April 20, 2009
| by Steven Castle
Stunning is about the only way to describe this 6,500-square-foot home overlooking Portland, Ore. Its three stories combine contemporary elements with swirling soffits, magnificent rock walls and plenty of state-of-the-art elements—from a new kind of home control system to high-res media systems to hidden speakers and Euro styling. Did we mention that the views are stunning as well?
The builder, Haggart Luxury Homes of Portland, was constructing the house for a Street of Dreams show, in which residents tour fully furnished homes for several weeks before the owners take residence. The house was already unique in terms of style, and he wanted to put the latest technology in the home.
Enter Genesis Home Technologies in Beaverton, Ore., which had worked with the builder before. Genesis had just the thing for this tech-savvy builder: a home control system called Savant that runs on an Apple Macintosh platform. And yes, that means iPhones can easily operate the system. “We had been beta-testing Savant,” says Jason Gotz of Genesis. “The builder was perceptive and just wanted to be sure it worked.”

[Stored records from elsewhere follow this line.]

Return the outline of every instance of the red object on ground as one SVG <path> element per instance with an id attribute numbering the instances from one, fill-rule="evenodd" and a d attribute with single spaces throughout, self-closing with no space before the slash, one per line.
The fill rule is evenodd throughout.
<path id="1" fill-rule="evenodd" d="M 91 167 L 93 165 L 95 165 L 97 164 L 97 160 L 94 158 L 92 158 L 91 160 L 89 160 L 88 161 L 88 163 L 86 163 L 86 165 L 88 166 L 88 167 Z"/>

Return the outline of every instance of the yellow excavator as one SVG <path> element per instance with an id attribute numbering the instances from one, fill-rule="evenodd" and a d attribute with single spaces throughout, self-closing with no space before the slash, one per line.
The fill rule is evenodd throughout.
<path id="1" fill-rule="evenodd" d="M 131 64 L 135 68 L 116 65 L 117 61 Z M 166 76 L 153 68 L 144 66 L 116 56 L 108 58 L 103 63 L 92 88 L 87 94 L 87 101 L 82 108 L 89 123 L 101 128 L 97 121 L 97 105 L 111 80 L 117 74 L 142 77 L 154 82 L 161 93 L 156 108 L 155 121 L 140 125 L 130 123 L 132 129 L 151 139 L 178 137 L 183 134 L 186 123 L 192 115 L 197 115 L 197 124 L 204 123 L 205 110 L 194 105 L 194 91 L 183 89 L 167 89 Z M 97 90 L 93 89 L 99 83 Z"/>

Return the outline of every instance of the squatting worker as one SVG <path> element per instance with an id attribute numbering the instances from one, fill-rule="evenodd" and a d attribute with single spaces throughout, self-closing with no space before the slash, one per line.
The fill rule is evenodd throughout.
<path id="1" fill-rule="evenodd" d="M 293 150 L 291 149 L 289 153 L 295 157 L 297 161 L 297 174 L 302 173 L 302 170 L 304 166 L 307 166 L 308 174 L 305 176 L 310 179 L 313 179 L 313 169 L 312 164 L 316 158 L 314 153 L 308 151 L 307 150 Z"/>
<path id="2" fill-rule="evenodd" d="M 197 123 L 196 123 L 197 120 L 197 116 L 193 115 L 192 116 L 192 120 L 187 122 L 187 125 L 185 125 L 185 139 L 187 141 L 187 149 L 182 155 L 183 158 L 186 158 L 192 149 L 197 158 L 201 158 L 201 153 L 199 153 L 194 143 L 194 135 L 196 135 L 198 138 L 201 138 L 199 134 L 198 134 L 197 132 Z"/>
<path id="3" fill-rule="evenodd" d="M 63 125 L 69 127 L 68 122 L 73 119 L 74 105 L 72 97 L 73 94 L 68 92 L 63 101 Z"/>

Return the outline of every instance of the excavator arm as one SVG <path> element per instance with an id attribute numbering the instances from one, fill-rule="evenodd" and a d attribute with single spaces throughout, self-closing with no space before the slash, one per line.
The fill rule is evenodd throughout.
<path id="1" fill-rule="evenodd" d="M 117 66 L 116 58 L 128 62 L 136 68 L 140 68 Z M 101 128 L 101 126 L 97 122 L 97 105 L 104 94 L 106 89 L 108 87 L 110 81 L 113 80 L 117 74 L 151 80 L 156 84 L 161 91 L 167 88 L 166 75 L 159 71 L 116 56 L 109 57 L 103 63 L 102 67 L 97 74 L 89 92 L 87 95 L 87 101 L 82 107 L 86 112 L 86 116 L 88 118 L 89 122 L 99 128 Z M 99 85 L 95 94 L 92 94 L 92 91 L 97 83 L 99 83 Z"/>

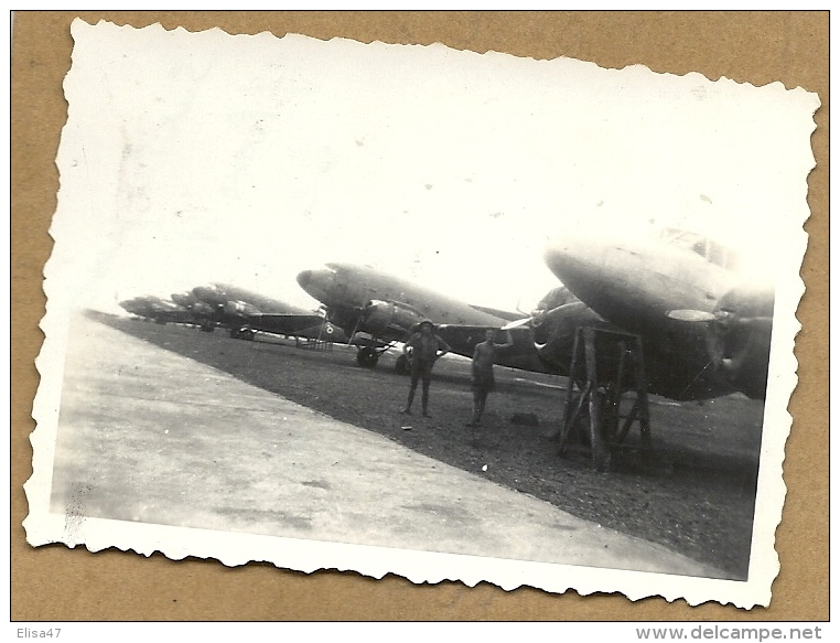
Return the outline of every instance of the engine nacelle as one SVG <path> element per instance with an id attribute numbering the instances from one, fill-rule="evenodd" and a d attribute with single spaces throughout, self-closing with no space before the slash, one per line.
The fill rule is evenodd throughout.
<path id="1" fill-rule="evenodd" d="M 540 360 L 552 368 L 566 373 L 574 346 L 578 326 L 595 323 L 601 318 L 582 301 L 573 301 L 548 311 L 537 311 L 529 323 L 534 345 Z"/>
<path id="2" fill-rule="evenodd" d="M 359 329 L 375 337 L 384 335 L 388 330 L 408 333 L 412 325 L 424 319 L 420 311 L 407 303 L 374 299 L 362 311 Z"/>
<path id="3" fill-rule="evenodd" d="M 228 301 L 225 304 L 225 314 L 231 317 L 247 317 L 258 314 L 259 309 L 245 301 Z"/>
<path id="4" fill-rule="evenodd" d="M 767 392 L 774 302 L 772 287 L 734 288 L 720 299 L 709 323 L 707 345 L 712 363 L 752 398 L 764 399 Z"/>

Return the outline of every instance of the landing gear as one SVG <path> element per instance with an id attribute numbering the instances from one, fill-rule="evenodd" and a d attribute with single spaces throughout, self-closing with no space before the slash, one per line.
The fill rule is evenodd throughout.
<path id="1" fill-rule="evenodd" d="M 408 375 L 411 373 L 411 363 L 408 361 L 408 355 L 400 355 L 397 357 L 395 369 L 397 371 L 397 375 Z"/>
<path id="2" fill-rule="evenodd" d="M 379 362 L 379 353 L 374 349 L 359 349 L 356 362 L 365 368 L 373 368 Z"/>
<path id="3" fill-rule="evenodd" d="M 642 340 L 634 334 L 583 325 L 575 332 L 569 367 L 563 422 L 546 437 L 560 435 L 560 454 L 574 446 L 589 451 L 597 471 L 612 464 L 612 451 L 623 446 L 638 424 L 644 451 L 650 449 Z M 578 390 L 575 390 L 575 387 Z M 635 393 L 629 412 L 622 412 L 625 393 Z"/>

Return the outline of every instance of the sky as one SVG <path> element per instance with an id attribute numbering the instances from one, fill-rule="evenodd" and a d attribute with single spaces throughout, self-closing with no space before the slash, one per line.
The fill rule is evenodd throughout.
<path id="1" fill-rule="evenodd" d="M 801 232 L 816 98 L 440 44 L 74 22 L 51 297 L 116 311 L 367 264 L 530 310 L 552 238 L 722 237 L 772 272 Z M 804 170 L 805 169 L 805 170 Z"/>

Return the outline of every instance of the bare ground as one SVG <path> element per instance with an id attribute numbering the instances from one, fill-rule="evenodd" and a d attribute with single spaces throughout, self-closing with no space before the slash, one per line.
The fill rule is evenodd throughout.
<path id="1" fill-rule="evenodd" d="M 91 313 L 93 314 L 93 313 Z M 465 426 L 472 394 L 466 360 L 434 367 L 431 418 L 402 416 L 408 378 L 396 355 L 375 369 L 356 365 L 355 350 L 302 350 L 293 341 L 255 342 L 227 333 L 96 315 L 137 337 L 277 393 L 338 420 L 375 431 L 426 456 L 528 493 L 581 518 L 663 544 L 745 579 L 750 560 L 764 405 L 741 396 L 706 403 L 651 398 L 653 453 L 615 453 L 600 473 L 583 454 L 558 456 L 563 411 L 561 377 L 496 367 L 497 390 L 483 427 Z M 419 410 L 419 390 L 416 409 Z M 537 425 L 516 424 L 534 414 Z M 628 437 L 631 444 L 636 436 Z"/>

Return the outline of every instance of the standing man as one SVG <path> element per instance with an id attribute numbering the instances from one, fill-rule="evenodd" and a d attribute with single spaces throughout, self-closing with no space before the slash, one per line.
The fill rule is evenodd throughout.
<path id="1" fill-rule="evenodd" d="M 414 390 L 417 382 L 423 379 L 423 417 L 429 417 L 429 384 L 432 379 L 432 366 L 446 353 L 450 352 L 450 345 L 440 336 L 434 334 L 434 324 L 429 320 L 420 322 L 417 332 L 412 333 L 406 344 L 402 346 L 402 353 L 411 349 L 411 388 L 408 392 L 408 401 L 406 408 L 400 412 L 411 415 L 411 403 L 414 401 Z"/>
<path id="2" fill-rule="evenodd" d="M 496 331 L 487 329 L 484 331 L 484 341 L 477 344 L 473 351 L 473 419 L 466 422 L 467 427 L 477 427 L 482 424 L 487 394 L 496 387 L 496 379 L 493 376 L 496 351 L 514 345 L 510 331 L 505 331 L 505 333 L 507 334 L 505 343 L 496 344 L 493 342 Z"/>

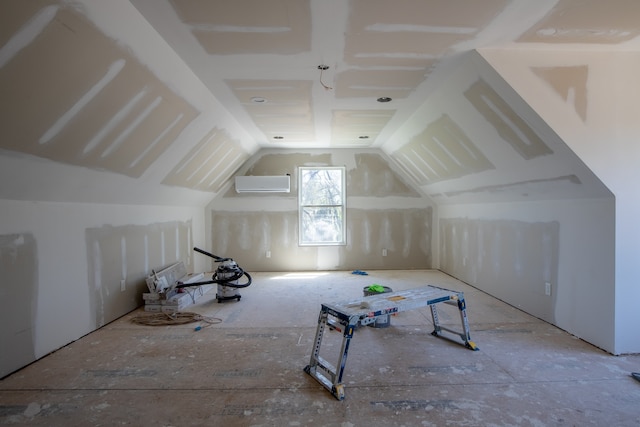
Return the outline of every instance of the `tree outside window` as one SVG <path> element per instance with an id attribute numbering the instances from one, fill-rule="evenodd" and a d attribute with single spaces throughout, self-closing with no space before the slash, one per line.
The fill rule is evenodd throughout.
<path id="1" fill-rule="evenodd" d="M 300 245 L 344 245 L 345 168 L 300 167 Z"/>

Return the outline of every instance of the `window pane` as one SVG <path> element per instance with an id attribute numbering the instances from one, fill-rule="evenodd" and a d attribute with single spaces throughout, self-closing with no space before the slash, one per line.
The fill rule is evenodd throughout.
<path id="1" fill-rule="evenodd" d="M 300 237 L 302 243 L 342 242 L 342 207 L 303 207 Z"/>
<path id="2" fill-rule="evenodd" d="M 341 205 L 342 170 L 302 169 L 301 205 Z"/>

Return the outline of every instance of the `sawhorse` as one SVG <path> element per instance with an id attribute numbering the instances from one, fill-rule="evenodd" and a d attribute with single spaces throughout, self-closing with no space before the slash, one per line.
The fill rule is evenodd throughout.
<path id="1" fill-rule="evenodd" d="M 440 303 L 457 304 L 462 331 L 455 331 L 440 325 L 436 307 Z M 382 293 L 343 303 L 321 304 L 321 306 L 311 359 L 304 371 L 315 378 L 338 400 L 344 399 L 342 377 L 354 331 L 359 325 L 374 323 L 376 318 L 380 316 L 428 306 L 431 308 L 434 326 L 432 335 L 442 336 L 443 332 L 449 332 L 458 335 L 468 349 L 478 350 L 469 335 L 466 303 L 462 292 L 429 285 L 424 288 Z M 322 338 L 327 326 L 343 333 L 342 347 L 336 366 L 320 356 Z"/>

Genesis was confident enough in Savant to install two 13-inch wireless touchpanels, two 5-inch in-wall touchpanels and a 40-inch Savant touchpanel built into a coffee table—all of which operate an eight-zone whole-house audio system, video distribution to TVs, heating and ventilation, lighting, security and more. And with a Bluetooth wireless keyboard and mouse, the tabletop screen can double as a computer monitor.
“Every touchpanel is basically an Apple computer,” says Gotz. “They can call up Mac’s Safari web browser, and your whole Apple desktop is available [if your computer is on the network]. You can push a button on the touchscreen to switch it over to desktop. And widgets pull up scores, Yahoo, and stock news,” if you really want to look at that.
In addition, the Apple platform allows Genesis to program some stunning—there’s that word again—graphics for the touchpanels, like some cool animation. And that doesn’t take countless hours of programming time, which costs much more money. “It has ease of programming,” says Gotz. “We can drag-and-drop to add components and connections, and all the programming behind the scenes has already been done. Then we can customize it from there.”
Savant’s main Rosie system does all the audio and video switching for the house, in a one-box solution, with video sent via HDMI (high-definition multimedia interface) over Category 5e Ethernet cable. It has all the connections for lighting and security systems, too, like RS-232. It also has a built-in iTunes music server with eight outputs—and that means it can download music directly from the Apples iTunes store. You can even pull events off of iCal, Mac’s calendar program, to play Happy Birthday in your house.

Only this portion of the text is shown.